To keep #OpenStreetMap.org up and running while we're being deluged by scrapers, we've blocked 320,000+ primarily residential IPv4 addresses in the last 24 hours (+ 100,000 IPv6) involved in scraping.
If you need OSM data, please don't scrape the website - use the official downloads at https://planet.openstreetmap.org
🙏🌍 #AI #Bots #Abuse
@osm_tech question. Why do people scrape server which make the data freely available? And, probably, better structured in the final product. I don't see the point.
@JonSaenzAgirre It is a good questions, and we don't know the answer either. Our planet data is so much easier to process and use.
Might be a good idea to become OSMF Member now or just donate some money.
Membership is starting at 15£/yer
https://supporting.openstreetmap.org/
@osm_tech sounds familiar, last year I braved turning cloudflares "under attack" mode off for https://dnshistory.org/ and saw an extra 5 million requests/day (500k unique IPs) overloading things. It's still blocking >700k requests/day a month later...
Are you able to share if the user agent of these bots has some commonality across requests? Because this looks like what I have started experiencing recently with my small, personal Mastodon instance: https://mastodon.n41.lat/@j/115966451464875347
@osm_tech FWIW, if the robots attacking you are anything like the ones attacking me (~790k unique IP addresses at peak, about half of them residential), you can mitigate a large majority of them with three ifs in a trenchcoat, implementable in nginx and Caddy, and probably apache and others too.
I'm able to mitigate ~60 million requests / day on a €4/month VPS. I had to scale that up once during a larger wave to a €11/month VPS, and that barely blinked when I was hit by a 2.5k request/sec wave that lasted ~4 days. (My bottleneck on the cheaper VPS was TLS, the defense mechanisms I employ are very lightweight.)
Happy to help if you need a hand, just give me a shout.
@algernon FYI Mull on android just got me mazed - x-request-id: 4J6to06jHMROFKYFdO0GL butyou have more important things on the go
@arichtman WTF are Mull doing. Chrome, but no sec-ch-ua.
I'm not having much luck in finding their Android browser... I'm seeing Mullvad VPN, and the browser in alpha for win/mac/linux, but not android. Can you point me in the right direction?
Not going to dive into it now, but I'd like to save it for my records.

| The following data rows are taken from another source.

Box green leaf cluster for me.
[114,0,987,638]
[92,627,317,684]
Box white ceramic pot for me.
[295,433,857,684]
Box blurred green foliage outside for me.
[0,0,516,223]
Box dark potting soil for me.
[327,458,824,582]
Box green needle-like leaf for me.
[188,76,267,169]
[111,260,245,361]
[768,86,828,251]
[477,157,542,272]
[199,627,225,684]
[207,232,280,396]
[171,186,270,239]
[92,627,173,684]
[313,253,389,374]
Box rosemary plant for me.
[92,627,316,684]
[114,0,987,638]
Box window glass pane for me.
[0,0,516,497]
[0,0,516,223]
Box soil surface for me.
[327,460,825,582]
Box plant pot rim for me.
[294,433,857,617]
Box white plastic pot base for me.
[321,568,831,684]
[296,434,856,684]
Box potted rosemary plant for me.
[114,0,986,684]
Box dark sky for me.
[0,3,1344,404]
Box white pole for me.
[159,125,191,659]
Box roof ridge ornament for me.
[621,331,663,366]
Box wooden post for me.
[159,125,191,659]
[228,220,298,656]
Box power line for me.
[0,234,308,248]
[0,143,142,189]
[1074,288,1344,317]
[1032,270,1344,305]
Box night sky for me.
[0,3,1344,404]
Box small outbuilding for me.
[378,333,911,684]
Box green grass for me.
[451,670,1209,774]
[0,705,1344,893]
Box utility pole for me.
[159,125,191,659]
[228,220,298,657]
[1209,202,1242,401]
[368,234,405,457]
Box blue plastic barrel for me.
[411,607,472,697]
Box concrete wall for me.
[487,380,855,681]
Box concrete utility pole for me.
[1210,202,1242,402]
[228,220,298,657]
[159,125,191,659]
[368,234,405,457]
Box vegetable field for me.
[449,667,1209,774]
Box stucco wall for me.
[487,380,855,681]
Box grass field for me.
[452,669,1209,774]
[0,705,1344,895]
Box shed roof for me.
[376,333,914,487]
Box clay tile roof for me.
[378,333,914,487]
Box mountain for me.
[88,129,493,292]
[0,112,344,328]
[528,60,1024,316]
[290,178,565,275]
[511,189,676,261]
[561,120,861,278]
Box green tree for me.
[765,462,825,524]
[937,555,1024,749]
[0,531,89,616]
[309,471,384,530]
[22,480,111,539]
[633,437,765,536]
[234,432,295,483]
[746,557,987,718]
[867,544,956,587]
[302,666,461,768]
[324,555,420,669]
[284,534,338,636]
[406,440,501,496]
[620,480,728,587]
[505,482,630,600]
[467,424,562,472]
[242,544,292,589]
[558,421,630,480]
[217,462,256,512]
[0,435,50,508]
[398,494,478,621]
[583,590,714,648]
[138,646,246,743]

@arichtman Meanwhile: I found a way to identify this particular browser, at least as long as they add an extra /<version number> part to the Chrome component.
I'll try to deploy that... uhh... sometime soon.
What do I do once I download the osm data? Is there a first party recipe for mapnik and mod_tile that is approachable and usable?
I've seen some 3rd party docker-based efforts in this vein, with varying levels of activity and documentation, probably the best being
https://github.com/Overv/openstreetmap-tile-server
I haven't tried it yet but it seems like a good start.
AI companies can piss off, I just want to be able to serve map tiles over http easily.